The Hill:
Mitt Romney could be the Hillary Clinton of 2012.
That may seem an ill portent, given that Clinton lost the nomination. But being Clinton in 2012 might be better than being Clinton in 2008.
Ideologically disparate though the two politicians are, Romney’s candidacy this year shares many of the vulnerabilities exhibited by then-Sen. Clinton four years ago. That is enough to give pause to anyone who sees him as the inevitable Republican nominee.
Clinton entered the campaign having upset the Democratic grassroots with her October 2002 Senate vote authorizing President Bush to use force in Iraq.
She never neutralized that problem. It put her on the wrong side of the defining issue of the campaign’s early stages. It also pulled her into alignment, however inexactly, with an incumbent president who was viewed with outright loathing by many members of the Democratic base.
The same thing can be said of the healthcare reforms Romney enacted while governor of Massachusetts. These, particularly the individual mandate to buy health insurance, foreshadowed President Obama’s 2010 federal reform — something that Obama advisers such as David Axelrod have mischievously emphasized.
Many conservatives question how effective Romney could be against Obama next year on this key issue, given his past position — the same line of concern that liberals voiced about Clinton on Iraq in 2007 and 2008.
There is also a larger problem in both cases. These positions reinforce a pre-existing perception that both Romney and Clinton have malleable principles.
(...) “Voters are so skeptical of all things political these days that they put a huge premium on authenticity,” said Republican strategist Mark McKinnon. “Hillary Clinton had an authenticity problem and so does Mitt Romney.”
But, McKinnon added, “Clinton has evolved and her perception now as a competent leader makes up for any other perceived deficiencies. Romney should take notes.”
(...) Romney loyalists can take heart from one of the most enduring patterns in American politics. The GOP has been less likely than the Democratic Party to throw an establishment candidate overboard in favor of someone who tugs at their heart strings.
Kyle Kondik of the University of Virginia Center for Politics argues that the past half-century furnishes only one example of a real outsider winning the GOP nomination — Sen. Barry Goldwater’s vanquishing of the northeastern establishment forces surrounding New York Gov. Nelson Rockefeller in 1964.
“Republicans have been fairly hierarchical in their presidential nominations,” Kondik said. “The last 50 years of Republican nominations argues in favor of Romney, because he lost last time and is a top-line contender back for another shot.”
Others suggest that the current climate, with its distaste for Washington in general and the rise of the Tea Party in particular, might mean that these long-term historical precedents have little bearing.

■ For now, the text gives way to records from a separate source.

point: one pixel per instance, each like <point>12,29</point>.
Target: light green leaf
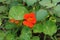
<point>55,1</point>
<point>3,9</point>
<point>30,2</point>
<point>17,12</point>
<point>38,28</point>
<point>10,37</point>
<point>25,34</point>
<point>2,35</point>
<point>57,10</point>
<point>0,21</point>
<point>41,14</point>
<point>35,38</point>
<point>49,28</point>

“This is not a year when being the ‘next guy in line’ helps as much as it has in the past,” Appell said. “In all the polls, the total support among conservative/Tea Party candidates has been far more than that of the GOP establishment candidates. Romney has never closed the sale with these voters, and he needs to hope their support remains divided.”
He needs to hope, in other words, that none of his rivals has the potential to be a Republican Obama.
So far, he seems a strong bet. [But] this time four years ago, so did Clinton.